Britta opened her map and checked the location of the gnome village. The entrance—a hole in the ground—wasn’t very far away. About halfway to the ranch where she had collected Donald.
She was in the eastern part of New Town. Rather than cut back through the streets and alleys, she decided to make her way to the town’s nearest border, call Donald, and ride around the outside until she reached the road. It was a longer route, but quicker on her goat.
There was no one paying any attention to her. She checked the map and quickly walked across the small park and down a side street to the nearest point where she could leave the town and summon her mount.
What the map didn’t show her was the wall. It was high, made of stone, and had spikes on top. There wasn’t a wall on the map, and she hadn’t seen one anywhere else, but this was the rich part of New Town, so it made sense the inhabitants wouldn’t want any old riffraff coming and going as they pleased. It was inconvenient, though.
The wall stretched in either direction for as far as she could see. It had to end before it crossed any of the roads that led out of town, but there were only a few of those and none close by. The nearest was the one she wanted, and it was a fair distance away.
If she had the gnome levitation spell, she’d have been able to just float over. Even a ladder would do. It looked like she’d have to walk through town after all.
She turned around and set off on the long walk. It was frustrating not being able to overcome such a basic obstruction. Another reason to level up quickly and upgrade her abilities.
There was a strange feeling she had as she walked, as though someone was following her. She kept looking back, but didn’t see anyone. There was an excellent chance she wasn’t being paranoid and there really was someone there, perhaps even some kind of magical creature similar to her shade. It gave her a creepy feeling, whatever it was.
There were quite a few people who might want to keep tabs on her. She knew the dwarves would still want to have words with her. And the mayor might have thought it prudent to keep an eye on her, too.

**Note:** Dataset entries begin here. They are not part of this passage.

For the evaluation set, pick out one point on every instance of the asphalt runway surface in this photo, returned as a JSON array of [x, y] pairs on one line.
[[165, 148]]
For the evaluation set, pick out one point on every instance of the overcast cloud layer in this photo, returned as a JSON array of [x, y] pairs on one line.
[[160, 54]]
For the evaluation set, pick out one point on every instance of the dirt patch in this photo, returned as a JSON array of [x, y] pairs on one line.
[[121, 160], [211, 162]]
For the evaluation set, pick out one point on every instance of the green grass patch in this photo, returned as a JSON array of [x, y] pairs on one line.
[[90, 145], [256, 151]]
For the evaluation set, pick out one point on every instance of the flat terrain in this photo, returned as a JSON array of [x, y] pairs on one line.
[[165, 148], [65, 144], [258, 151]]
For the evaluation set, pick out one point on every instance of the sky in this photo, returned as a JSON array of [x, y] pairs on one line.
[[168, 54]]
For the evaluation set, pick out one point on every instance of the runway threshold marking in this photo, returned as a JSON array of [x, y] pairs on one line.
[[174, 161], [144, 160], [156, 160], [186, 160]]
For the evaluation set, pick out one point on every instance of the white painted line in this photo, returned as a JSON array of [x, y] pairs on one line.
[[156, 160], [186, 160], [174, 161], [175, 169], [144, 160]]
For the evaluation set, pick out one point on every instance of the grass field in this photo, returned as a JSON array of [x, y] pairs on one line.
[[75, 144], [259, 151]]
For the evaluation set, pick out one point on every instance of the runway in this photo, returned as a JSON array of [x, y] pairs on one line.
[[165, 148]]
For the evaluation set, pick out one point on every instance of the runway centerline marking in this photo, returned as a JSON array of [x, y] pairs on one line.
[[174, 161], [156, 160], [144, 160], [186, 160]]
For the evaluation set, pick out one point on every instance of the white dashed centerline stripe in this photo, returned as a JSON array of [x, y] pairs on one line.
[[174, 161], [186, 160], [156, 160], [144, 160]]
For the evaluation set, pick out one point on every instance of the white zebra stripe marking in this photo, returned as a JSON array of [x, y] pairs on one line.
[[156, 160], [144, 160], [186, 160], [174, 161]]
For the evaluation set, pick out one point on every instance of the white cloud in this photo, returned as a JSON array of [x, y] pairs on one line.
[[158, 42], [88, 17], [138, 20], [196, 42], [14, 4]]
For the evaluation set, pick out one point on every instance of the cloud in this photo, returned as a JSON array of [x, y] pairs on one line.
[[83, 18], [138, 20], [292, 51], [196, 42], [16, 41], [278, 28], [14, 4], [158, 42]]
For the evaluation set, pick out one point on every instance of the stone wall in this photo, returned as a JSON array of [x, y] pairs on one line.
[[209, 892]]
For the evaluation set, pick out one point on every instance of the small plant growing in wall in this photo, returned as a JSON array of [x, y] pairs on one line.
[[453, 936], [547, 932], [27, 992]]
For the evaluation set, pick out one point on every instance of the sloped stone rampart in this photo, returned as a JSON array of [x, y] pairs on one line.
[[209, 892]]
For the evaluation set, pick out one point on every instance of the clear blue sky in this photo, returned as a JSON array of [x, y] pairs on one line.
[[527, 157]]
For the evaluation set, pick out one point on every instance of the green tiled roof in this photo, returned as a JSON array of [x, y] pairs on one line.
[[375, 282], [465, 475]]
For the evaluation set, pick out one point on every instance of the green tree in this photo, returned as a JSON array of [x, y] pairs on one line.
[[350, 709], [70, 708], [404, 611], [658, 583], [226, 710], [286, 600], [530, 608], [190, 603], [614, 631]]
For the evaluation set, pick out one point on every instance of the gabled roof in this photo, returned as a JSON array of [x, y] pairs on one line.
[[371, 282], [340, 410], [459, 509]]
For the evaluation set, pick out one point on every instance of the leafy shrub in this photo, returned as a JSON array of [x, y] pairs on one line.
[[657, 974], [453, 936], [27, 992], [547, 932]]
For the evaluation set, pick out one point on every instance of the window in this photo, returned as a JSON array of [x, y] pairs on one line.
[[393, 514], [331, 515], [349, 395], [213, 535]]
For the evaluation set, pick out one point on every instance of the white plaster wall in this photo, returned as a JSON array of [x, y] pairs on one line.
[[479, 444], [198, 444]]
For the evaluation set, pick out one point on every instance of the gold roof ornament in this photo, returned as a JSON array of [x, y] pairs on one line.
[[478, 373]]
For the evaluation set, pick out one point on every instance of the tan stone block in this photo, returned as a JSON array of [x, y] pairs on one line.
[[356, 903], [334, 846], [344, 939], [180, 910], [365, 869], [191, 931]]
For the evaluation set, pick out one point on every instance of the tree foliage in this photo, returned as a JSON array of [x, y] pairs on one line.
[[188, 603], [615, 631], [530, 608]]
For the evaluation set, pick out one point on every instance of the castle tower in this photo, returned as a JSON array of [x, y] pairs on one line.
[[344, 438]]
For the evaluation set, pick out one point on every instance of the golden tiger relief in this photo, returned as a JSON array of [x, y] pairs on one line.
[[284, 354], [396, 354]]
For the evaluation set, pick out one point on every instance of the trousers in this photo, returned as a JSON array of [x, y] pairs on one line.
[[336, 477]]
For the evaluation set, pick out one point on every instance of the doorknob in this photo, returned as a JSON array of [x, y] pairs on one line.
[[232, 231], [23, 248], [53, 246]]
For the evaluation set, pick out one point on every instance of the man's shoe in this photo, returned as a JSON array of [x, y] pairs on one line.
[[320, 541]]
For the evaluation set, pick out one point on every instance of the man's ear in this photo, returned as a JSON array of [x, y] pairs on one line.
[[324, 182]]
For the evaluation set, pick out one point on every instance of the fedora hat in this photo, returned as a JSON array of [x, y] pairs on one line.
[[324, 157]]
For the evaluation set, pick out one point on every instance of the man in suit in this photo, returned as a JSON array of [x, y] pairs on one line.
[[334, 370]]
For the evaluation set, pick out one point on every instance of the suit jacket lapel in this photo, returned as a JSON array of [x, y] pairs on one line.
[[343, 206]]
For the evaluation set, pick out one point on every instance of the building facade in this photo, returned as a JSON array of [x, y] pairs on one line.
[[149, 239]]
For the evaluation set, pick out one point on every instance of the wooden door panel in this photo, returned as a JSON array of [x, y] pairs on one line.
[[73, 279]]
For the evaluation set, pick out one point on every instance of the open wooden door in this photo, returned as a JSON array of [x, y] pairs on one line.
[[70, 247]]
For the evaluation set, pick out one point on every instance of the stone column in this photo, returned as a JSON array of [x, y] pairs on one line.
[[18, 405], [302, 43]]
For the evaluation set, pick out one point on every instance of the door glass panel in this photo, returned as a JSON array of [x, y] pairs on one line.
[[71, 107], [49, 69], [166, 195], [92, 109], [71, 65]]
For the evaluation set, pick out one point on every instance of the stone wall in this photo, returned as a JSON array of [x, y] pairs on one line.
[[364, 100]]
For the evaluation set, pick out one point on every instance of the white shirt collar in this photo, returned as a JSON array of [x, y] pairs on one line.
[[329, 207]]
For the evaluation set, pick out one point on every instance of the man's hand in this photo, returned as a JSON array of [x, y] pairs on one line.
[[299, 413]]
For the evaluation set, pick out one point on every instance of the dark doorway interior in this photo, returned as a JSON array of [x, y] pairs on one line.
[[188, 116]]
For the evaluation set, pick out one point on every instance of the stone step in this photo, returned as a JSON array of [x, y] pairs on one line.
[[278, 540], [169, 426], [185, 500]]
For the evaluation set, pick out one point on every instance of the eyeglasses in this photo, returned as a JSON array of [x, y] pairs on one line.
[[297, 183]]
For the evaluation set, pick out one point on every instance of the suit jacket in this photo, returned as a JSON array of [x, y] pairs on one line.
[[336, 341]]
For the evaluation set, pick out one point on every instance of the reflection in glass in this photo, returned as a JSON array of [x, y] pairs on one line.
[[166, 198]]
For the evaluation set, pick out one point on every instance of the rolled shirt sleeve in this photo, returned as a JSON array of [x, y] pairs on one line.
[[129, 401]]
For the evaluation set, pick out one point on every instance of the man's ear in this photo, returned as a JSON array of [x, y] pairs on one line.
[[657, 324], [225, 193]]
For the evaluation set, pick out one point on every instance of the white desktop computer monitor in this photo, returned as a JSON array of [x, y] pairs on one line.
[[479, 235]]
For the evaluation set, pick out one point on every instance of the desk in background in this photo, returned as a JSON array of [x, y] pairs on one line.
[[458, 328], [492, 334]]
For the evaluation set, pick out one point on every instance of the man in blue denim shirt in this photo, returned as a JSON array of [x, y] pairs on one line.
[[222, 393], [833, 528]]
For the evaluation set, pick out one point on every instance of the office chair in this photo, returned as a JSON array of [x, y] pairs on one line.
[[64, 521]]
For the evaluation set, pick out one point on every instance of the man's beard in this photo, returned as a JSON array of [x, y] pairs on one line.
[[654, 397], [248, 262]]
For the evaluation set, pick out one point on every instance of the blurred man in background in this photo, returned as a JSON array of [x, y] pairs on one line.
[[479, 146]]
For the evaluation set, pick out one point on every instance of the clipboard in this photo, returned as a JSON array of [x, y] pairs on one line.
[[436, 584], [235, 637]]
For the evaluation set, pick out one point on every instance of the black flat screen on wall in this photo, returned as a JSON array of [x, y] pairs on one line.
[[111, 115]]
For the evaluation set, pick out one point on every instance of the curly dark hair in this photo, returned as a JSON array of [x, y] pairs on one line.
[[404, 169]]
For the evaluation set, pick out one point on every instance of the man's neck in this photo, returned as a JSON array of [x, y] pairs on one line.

Twenty minutes later she was in the poor part of town. There was no town wall here. She reached the outskirts and summoned Donald. She opened the map as she rode and tried to figure out the quickest route. The last time she’d been taken there across the wilderness by a gnome escort, but it would be quicker to simply go as far down the road as possible, and then take a right when she was level with the entrance. It would save having to steer Donald through the bushes, which he would no doubt keep stopping to devour.
It was certainly much less tiring to let Donald do the walking. They made quick progress. Britta had the map open to make sure they didn’t go too far before going off-road, so she didn’t notice she wasn’t alone until she was almost on top of the three bandits blocking the road.
She recognised them at once—the same three she had encountered before. The catman Donald had killed was back to life, as she would expect. She assumed they wouldn’t remember their last meeting. She stopped before she reached them and considered heading into the brush. Would they follow her?
Donald shifted around under her. Did he remember? He shouldn’t, but that didn’t necessarily mean anything. He had taken great umbrage at the bandits wanting to turn him into their dinner, which would traumatise anyone. He pawed at the ground.
Something else occurred to her. If one of them ended up getting killed, would the game prevent her from logging out so they wouldn’t resurrect?
It wasn’t clear if the need to keep dead characters dead extended to NPCs not connected to the main storyline she was on. On top of which, she had no way of knowing if they were unconnected. Maybe the bandits were involved in some way, too.
And what if it was Donald who did the killing? She didn’t receive any XP for his kills, so would she be held responsible? Perhaps just witnessing a death was enough to link a player to the event. If the game used a player’s mind to create events, their involvement in a death could be triggered just by seeing it happen. That could be a possible reason for why Stan would be trapped even if he didn’t do the killing himself.
There was a lot she didn’t know, and she’d rather not find out by being put into a coma by the game. She needed to not kill anyone, or even see anyone get killed. At least until she understood how it worked.
She turned Donald to avoid the bandits, and saw a small cart approaching from town. It was pulled by a glossy horse high-stepping towards her. There were at least three men in the back, maybe more. They looked like members of the Garbolum family. They looked like thugs.
Were they the ones who had been following her? They might blame her for Freddy’s death and want some sort of retribution. Or compensation.
If the two groups met, there would most likely be an altercation. Maybe even some deaths. She had to make sure that didn’t happen. Or, that she was nowhere near when it did. If she didn’t see it, it had nothing to do with her.
“Let’s go, Donald,” she said, and they sprang into bushes.
She looked back. Behind her, the bandits paused for a second and then charged after her. She looked over her other shoulder. The cart driver snapped the reins and the horse veered off the road. The men in the back held on as the cart rocked from side to side.
She held on tight and urged Donald to speed up.
There was a cry behind her, followed by more. Britta looked back. The two groups had spotted each other and were shouting back and forth while they pursued her. Probably each telling the other to back off.
How could she stop them from attacking each other? One death and she might be stuck in the game forever.